You have some good points concerning Angelopoulos' choir and musical style in general, but the research he and his mentor Simon Karas, have done and the the effort they have put into finding and analyzing long lost ancient manuscripts, is overwhelming, I respect them for that:
Well, you're on ground zero, and I live across the pond, so your experience means something to me...I'm stuck working from recordings and books, and a handful of live psaltes (albeit some good ones--no one publicly known, though). I generally avoid historical-theoretical discussions, because I am not familiar enough with the literature.

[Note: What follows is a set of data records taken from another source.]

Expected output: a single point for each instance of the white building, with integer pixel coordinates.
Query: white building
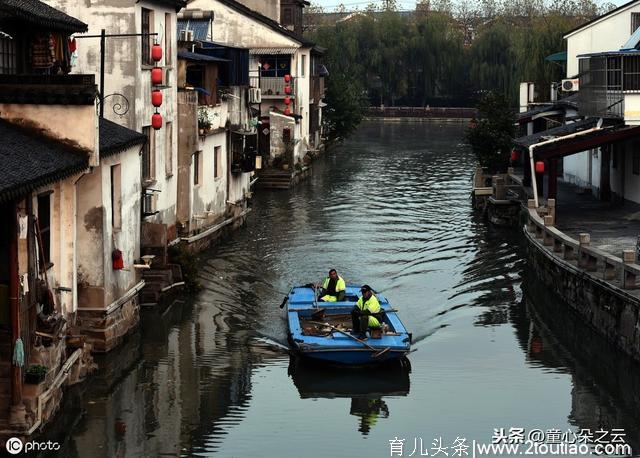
(275, 51)
(603, 54)
(217, 143)
(127, 72)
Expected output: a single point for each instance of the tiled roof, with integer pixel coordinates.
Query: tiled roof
(196, 57)
(239, 7)
(39, 13)
(115, 138)
(31, 160)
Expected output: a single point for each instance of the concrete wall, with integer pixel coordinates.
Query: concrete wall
(209, 197)
(606, 34)
(126, 74)
(63, 273)
(613, 313)
(205, 204)
(236, 29)
(54, 121)
(576, 169)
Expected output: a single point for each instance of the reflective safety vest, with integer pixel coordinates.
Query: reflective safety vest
(340, 286)
(373, 306)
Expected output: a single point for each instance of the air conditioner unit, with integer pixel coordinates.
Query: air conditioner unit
(255, 95)
(572, 84)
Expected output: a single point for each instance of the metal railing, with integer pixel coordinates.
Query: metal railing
(272, 87)
(602, 86)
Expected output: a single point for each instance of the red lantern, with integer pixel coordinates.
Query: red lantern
(156, 98)
(156, 52)
(156, 76)
(117, 260)
(156, 121)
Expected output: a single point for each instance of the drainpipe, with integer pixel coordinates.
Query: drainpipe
(14, 300)
(548, 142)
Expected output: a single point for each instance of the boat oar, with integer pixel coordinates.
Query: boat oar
(377, 353)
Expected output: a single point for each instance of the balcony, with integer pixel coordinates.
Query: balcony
(273, 87)
(316, 89)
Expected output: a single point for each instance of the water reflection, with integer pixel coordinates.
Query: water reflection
(366, 388)
(605, 391)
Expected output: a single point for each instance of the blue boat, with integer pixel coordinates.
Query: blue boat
(321, 330)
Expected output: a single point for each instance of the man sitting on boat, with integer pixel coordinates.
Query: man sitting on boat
(366, 313)
(333, 288)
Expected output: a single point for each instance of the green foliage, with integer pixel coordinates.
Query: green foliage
(444, 52)
(345, 107)
(491, 134)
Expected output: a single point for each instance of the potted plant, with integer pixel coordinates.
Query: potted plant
(204, 120)
(35, 374)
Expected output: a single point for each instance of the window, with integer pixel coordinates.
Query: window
(44, 223)
(197, 168)
(168, 149)
(635, 21)
(217, 164)
(147, 27)
(276, 66)
(168, 36)
(148, 154)
(7, 56)
(116, 197)
(287, 17)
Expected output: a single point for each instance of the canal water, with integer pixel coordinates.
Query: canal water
(391, 207)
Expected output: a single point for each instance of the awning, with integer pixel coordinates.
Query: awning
(560, 131)
(539, 112)
(557, 57)
(568, 144)
(195, 57)
(199, 27)
(265, 51)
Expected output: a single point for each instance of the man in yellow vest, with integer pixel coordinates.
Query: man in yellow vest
(366, 312)
(333, 288)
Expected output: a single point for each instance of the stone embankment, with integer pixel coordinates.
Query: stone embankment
(421, 112)
(600, 287)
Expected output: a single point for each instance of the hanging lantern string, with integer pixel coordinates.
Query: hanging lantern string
(18, 353)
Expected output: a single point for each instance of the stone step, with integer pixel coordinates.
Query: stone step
(5, 403)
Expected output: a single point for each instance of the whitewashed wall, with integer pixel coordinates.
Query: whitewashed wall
(606, 34)
(125, 74)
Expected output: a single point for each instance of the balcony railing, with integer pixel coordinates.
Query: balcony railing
(316, 89)
(603, 82)
(273, 87)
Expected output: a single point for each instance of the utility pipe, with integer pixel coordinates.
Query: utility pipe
(548, 142)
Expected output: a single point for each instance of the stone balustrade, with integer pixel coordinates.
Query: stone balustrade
(611, 268)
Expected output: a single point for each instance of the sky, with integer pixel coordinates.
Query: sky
(404, 4)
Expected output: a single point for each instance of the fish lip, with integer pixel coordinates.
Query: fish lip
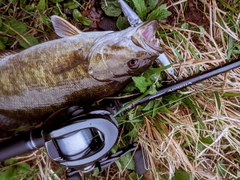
(147, 38)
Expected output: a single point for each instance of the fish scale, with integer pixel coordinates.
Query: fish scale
(80, 68)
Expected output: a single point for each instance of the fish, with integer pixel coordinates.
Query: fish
(77, 68)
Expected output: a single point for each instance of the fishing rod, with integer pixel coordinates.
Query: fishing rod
(81, 138)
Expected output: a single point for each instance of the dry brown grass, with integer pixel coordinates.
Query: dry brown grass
(204, 143)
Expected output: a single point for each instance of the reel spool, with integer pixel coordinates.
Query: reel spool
(84, 141)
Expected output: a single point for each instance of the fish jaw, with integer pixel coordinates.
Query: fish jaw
(124, 53)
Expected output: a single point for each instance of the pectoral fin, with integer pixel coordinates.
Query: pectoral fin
(63, 28)
(69, 61)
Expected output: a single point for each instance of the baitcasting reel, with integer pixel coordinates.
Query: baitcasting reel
(84, 139)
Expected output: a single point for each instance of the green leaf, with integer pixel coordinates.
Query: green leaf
(85, 21)
(56, 1)
(16, 26)
(132, 133)
(23, 3)
(206, 139)
(141, 8)
(122, 23)
(221, 168)
(151, 4)
(30, 7)
(44, 20)
(181, 175)
(2, 46)
(76, 14)
(41, 5)
(111, 8)
(159, 13)
(31, 39)
(127, 161)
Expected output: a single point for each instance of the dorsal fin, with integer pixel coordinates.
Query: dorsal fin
(63, 28)
(5, 53)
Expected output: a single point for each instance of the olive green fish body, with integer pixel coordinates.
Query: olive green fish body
(78, 69)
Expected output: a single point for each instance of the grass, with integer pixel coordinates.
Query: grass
(194, 132)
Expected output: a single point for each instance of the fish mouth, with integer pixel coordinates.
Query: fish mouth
(147, 38)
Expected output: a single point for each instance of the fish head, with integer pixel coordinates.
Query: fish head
(125, 53)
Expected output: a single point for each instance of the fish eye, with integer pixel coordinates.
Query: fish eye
(133, 63)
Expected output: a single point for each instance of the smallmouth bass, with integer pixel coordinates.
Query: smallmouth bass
(79, 68)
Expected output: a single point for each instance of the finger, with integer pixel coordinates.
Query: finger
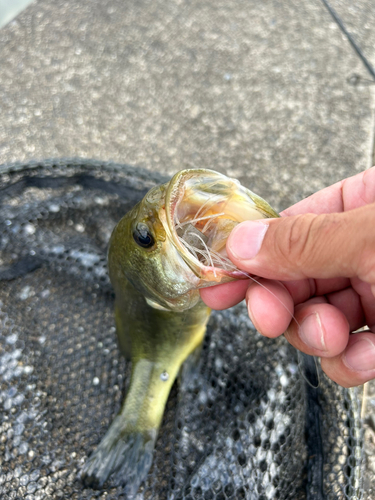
(223, 296)
(307, 246)
(349, 303)
(348, 194)
(322, 330)
(356, 365)
(367, 300)
(270, 307)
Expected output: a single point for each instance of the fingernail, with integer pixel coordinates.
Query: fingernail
(246, 239)
(360, 356)
(311, 332)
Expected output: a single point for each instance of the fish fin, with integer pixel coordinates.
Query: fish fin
(125, 456)
(190, 369)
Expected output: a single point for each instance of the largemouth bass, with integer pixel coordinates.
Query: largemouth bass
(167, 247)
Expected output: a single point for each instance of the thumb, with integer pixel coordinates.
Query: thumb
(307, 246)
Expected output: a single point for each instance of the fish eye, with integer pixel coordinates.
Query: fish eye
(142, 236)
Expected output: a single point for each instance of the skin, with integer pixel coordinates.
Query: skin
(319, 261)
(158, 338)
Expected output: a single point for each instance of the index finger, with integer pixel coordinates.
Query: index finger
(350, 193)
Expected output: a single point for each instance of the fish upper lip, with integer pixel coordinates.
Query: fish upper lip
(206, 274)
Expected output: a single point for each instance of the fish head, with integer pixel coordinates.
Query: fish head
(173, 242)
(141, 252)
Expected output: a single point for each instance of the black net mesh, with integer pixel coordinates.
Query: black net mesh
(245, 426)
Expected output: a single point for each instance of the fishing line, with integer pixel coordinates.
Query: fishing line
(351, 40)
(307, 365)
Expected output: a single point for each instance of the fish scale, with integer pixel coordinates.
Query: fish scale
(234, 429)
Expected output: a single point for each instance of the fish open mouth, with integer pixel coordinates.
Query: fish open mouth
(202, 207)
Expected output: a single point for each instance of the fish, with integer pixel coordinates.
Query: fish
(171, 244)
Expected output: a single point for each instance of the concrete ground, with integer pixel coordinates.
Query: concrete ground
(269, 92)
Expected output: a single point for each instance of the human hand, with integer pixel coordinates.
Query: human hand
(318, 260)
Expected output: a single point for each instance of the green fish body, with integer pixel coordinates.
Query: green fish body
(171, 244)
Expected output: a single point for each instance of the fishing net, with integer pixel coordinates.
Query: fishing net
(244, 425)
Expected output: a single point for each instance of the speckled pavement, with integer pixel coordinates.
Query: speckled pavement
(267, 92)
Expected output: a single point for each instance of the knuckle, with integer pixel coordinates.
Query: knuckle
(296, 245)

My understanding of the whole thing is that in the first half of the last century, there was a whole gaggle of musicologuists, Greek and European, butting heads over what the True Greek Tradition was, and Karas more or less came out on top. I haven't read his book, so I have no positive or negative criticism of it.
I try to keep things centered around piety and oral tradition rather than manuscripts. The research into medieval Byzantine chant is very interesting, though.
Angelopoulos is a bit of a puzzle. The EBX's interpretations seem to have been gradually getting more extreme since they were founded. I'd have to go back and listen to them more, since I haven't for a while.
Again, I'm talking about contemporary practice here, not theory or history.
I agree with you, Angelopoulos has become more of a theoretician in the Byzantine Music lately (to put it bluntly, as one psaltis I know has put it, "his chaning nowadays does not emit insence") but his contribution in a deeper understanding of the neumes who had been forgotten (or pushed aside) by the practical chanters, can't be nullified. The golden rule IMHO is to follow the classic interpretation which has been traditioned ('xcuse my neologism) from generation to generation on one hand, and at the same time to not disregard the fresh (and interesting) air Angelopoulos has brought into the *cough*static and moldy*cough* world of Byzantine Music in Greece. It's good that we can judge Angelopoulos harshly but at the same time we should not forget that before Angelopoulos, the norm was to hear polyphonic "I-presume-it's-authentic-western-music-and-if-it's-not-at-least-I-do-not-yield-to-Turkish-music" virtuosos singing minores.